Good Lords! How UK government has ignored online crime

Having slated several government misadventures in computing, I was pleasantly surprised by the masterful report on personal Internet security in 2007 from the House of Lords Science & Technology Committee, still available from here.

In the course of little more than a hundred pages, it succinctly summarises most of the key issues, and relates how the many key players – from operating system vendors, to ISPs, to enforcement agencies and watchdogs – have found excuses for doing as little as possible to address those issues.

My only slight disappointment is that it did not take a more robust view of the economic realities.

  • THUS Group plc, owners of the original Demon ISP and more broadly purveyors of IP-based services to business, reported £18.9 million profit in the year ended in 2007, on revenues of £95 million; they are now part of the vast Vodafone group.
  • Cisco Systems, Inc, who supply much of the hardware for the fabric of the Internet, reported around $2 billion net income (a euphemism for good old-fashioned profit) on sales revenues of nearly $35 billion for the same year; their last quarterly net income was $2.4 billion.
  • Microsoft Corporation, whose operating systems and browsers were involved in the vast majority of security failures, reported over $14 billion net income on sales revenues of over $51 billion; their last quarterly gross margin was $14.6 billion.
  • eBay Inc., whose business is wholly reliant on the Internet and includes PayPal, reported over $1 billion net income on net revenues of nearly $6 billion for 2006; their last quarterly revenues were $4.45 billion.

I need hardly mention Apple, whose cash mountain has grown to dwarf many national economies.
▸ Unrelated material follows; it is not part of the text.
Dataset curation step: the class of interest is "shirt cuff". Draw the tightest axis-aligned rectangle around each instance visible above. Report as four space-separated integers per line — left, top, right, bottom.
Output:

Despite these prodigious profits, and the vast global industry that is generating them, expenditure on tackling Internet crime is risible.

After years of prevarication, the UK Police Central ecrime Unit was set up, and is now the National Cyber Crime Unit within the National Crime Agency (NCA). The entire NCA, which covers all major and organised crime including drugs, has an annual resource budget of just £408 million for 2015-16, of which probably less than 20% will be spent on ‘cyber crime’.

There is still no international agency that is getting a grip on gangs operating from less responsible jurisdictions, and the UK has yet to ratify the Council of Europe’s 2001 Convention on Cybercrime. No-one has the slightest idea of how much crime takes place over the Internet in the UK, and even finding the wherewithall to run an efficient Internet fraud reporting system seems beyond the budgetary or moral capacity of this country. The Internet remains as lawless as the Wild West, or as England was during the era of Viking invasions.

The reality is that most companies that reap richly from the Internet will only re-invest the absolute minimum that they feel obliged to, in order to defend security.

It is as if every car vendor has agreed that fitting locks and alarms to cars is unnecessarily burdensome, so they will just leave it to owners to buy their own padlocks. Thankfully market forces would put pay to that with physical security, but too few individual purchasers of computer products understand even the basics of computer security, and too many corporate purchasing decisions appear altogether irrational when viewed in the context of security.

The report’s recommendations look eminently joined up, but Government reaction, in Cm 7234 (October 2007), was dreadful. As the Committee wrote, UK Government “did not share our view that there was a public perception of the Internet as a lawless ‘wild west’ and many of our recommendations were rejected.”

The Committee considered the Government response was unsatisfactory, and conducted a short follow-up inquiry, resulting in a further report published on 8 July 2008. This is best summarised in their own words: “What progress there is, however, appears to be slow.” Since then there has been a deafening silence, from Parliament and Government.

Very large businesses will only invest where they see returns, and devote substantial resources to reducing their burden of taxation. Until security becomes a key selling point, or taxation imposes the cost of effective public security on their overheads, security will not enter the balance sheet or boardroom.

No-one wants to impede innovation or development, but so long as the industry has to be dragged along, always a year or two behind the criminals, we, the users, will continue to be insecure. Rather than mulling over ideas such as taxing email and trying to block porn sites, our legislators should be enacting measures to funnel some of those huge profits towards publicly-accountable organisations that will fight on our behalf to improve our Internet security.

Perhaps this shocking litany of lame excuses and perpetual procrastination is actually reflection of a covert policy to take crime off the streets, and put it onto the Internet instead.